The soup maker is the latest example of how inflationary pressures are hampering profits for food manufacturers, which are struggling to maintain sales momentum as more people are vaccinated against Covid-19 and the U.S. economy reopens. Campbell and others are raising prices to compensate for higher transportation, commodity and labor costs.
"We expected this to be a challenging quarter, but it was made even tougher as these pressures in some cases were more significant than anticipated," Chief Executive Officer Mark Clouse said on a conference call.
Campbell's shares dropped 8% Wednesday morning to $45.24. Through Tuesday's market close, shares were up 1.6% year to date. Stocks for rivals such as General Mills Inc., Kellogg Co. and Kraft Heinz Co. were also down slightly Wednesday.
Mr. Clouse said he expects higher costs to continue to squeeze Campbell's profit margin in coming months.
In the latest quarter, Campbell's U.S. soup sales plunged 21%, contributing to a 12% decline in overall comparable sales. Its gross profit margin slipped to 31.7% from 34.5% the prior year.
Similar to food makers such as General Mills and J.M. Smucker Co., Campbell said it is raising its food prices this summer to offset some of the higher costs.
"We are going to be very thoughtful about it," Mr. Clouse said. "The last thing we want to do is shut down the growth that we've worked fairly hard to have."

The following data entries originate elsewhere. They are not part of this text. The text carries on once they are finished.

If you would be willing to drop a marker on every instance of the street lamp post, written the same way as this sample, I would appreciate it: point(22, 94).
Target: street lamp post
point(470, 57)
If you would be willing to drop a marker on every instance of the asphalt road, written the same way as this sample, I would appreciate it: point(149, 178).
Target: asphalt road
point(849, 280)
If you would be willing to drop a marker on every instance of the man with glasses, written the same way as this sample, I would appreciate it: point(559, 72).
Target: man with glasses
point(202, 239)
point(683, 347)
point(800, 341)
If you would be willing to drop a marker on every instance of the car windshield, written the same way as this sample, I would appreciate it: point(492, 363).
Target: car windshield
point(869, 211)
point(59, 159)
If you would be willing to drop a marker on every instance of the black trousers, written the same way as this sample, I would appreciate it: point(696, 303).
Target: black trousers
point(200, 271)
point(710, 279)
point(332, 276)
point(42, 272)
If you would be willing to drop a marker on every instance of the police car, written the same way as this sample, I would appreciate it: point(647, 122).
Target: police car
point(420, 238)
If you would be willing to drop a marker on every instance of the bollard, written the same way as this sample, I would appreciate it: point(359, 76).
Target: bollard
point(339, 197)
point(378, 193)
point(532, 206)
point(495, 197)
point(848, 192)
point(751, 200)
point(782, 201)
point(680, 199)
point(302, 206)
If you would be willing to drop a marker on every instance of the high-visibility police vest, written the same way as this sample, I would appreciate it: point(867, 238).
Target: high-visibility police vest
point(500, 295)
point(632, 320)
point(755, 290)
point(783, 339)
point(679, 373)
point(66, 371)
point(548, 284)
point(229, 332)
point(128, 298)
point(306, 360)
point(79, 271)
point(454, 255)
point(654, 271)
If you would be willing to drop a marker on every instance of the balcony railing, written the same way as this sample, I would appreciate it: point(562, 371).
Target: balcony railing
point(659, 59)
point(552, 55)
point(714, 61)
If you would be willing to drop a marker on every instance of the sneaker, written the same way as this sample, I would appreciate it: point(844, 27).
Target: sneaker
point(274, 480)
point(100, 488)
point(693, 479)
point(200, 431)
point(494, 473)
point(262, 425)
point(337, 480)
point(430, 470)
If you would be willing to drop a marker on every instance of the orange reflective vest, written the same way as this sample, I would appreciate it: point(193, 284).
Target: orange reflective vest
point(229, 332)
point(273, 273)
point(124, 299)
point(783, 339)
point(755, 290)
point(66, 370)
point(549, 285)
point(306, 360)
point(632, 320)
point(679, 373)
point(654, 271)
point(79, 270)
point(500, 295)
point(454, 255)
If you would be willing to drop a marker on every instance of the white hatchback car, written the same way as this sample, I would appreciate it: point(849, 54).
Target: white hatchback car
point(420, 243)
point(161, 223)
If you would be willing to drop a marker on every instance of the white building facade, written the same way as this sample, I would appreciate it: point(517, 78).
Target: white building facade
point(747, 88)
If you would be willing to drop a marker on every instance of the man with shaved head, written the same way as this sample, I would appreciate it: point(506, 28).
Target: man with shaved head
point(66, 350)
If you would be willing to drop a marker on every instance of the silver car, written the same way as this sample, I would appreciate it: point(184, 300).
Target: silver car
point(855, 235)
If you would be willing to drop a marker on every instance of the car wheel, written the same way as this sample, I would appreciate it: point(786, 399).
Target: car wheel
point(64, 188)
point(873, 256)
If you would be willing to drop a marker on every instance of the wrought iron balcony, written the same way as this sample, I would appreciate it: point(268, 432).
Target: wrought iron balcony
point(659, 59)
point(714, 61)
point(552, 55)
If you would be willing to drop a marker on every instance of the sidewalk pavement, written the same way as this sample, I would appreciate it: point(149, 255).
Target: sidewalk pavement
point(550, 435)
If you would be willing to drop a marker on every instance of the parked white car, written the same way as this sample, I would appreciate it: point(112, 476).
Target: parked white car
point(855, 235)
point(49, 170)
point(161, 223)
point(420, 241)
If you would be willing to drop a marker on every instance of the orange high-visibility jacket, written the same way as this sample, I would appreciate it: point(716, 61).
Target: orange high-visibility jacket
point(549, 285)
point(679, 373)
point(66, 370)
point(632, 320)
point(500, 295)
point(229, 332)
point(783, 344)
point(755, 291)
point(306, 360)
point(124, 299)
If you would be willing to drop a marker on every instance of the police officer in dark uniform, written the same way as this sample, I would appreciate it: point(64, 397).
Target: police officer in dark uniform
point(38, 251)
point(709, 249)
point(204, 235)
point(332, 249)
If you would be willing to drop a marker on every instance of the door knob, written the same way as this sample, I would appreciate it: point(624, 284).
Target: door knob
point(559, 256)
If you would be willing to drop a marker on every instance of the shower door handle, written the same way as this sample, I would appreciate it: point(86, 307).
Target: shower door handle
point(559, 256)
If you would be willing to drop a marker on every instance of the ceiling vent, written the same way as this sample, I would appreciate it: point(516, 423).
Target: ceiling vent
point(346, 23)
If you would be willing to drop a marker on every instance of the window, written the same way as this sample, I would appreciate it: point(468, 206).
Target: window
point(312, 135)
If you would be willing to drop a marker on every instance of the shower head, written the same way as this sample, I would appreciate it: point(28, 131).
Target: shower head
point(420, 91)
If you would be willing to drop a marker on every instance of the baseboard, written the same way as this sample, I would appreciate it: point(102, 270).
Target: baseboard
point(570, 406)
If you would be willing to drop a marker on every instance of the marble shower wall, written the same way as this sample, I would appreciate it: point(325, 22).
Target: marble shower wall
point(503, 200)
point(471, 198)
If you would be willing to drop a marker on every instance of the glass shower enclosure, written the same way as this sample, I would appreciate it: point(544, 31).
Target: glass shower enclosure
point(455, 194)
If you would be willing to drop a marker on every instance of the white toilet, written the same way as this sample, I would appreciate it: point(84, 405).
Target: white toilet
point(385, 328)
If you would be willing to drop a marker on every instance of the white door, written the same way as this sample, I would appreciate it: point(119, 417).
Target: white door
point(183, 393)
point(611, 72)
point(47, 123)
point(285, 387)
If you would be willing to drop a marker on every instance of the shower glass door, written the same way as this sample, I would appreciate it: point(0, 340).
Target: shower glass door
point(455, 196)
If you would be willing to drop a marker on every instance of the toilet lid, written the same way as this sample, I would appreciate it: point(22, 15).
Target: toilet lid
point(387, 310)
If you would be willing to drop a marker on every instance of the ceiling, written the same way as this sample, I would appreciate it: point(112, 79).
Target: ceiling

General Mills has said that it expects grocery shoppers to accept the higher price tags coming to stores because inflationary pressures are so widespread. On the other hand, Smucker last week said it anticipates that its higher prices will put a dent in sales volume this year.
Mr. Clouse said Campbell's recent sales decline was due to the comparison to last year's surge in demand for canned food as people stocked their pantries in the early weeks of the pandemic. Food makers received an unprecedented boost last year from the closures of restaurants, workplaces and schools that forced people to eat much more at home.
Campbell, which also makes Goldfish crackers, Snyder's pretzels and Prego pasta sauce, said its overall retail sales were up 9% compared with two years ago. Its soup brands also gained nearly two percentage points of market share—a record for the company.
"We continue to be encouraged by the sustainment of cooking and eating at home , even as Covid-19 restrictions are lifted," Mr. Clouse said.
Overall, Campbell on Wednesday reported $160 million in net income attributable to the company for its fiscal third quarter, down from $168 million for the year-earlier period. Campbell's adjusted profit of 57 cents a share was six cents weaker than analysts projected, according to FactSet.
Sales fell to $1.98 billion for the quarter that ended May 2 from $2.24 billion, roughly in line with analysts' estimate.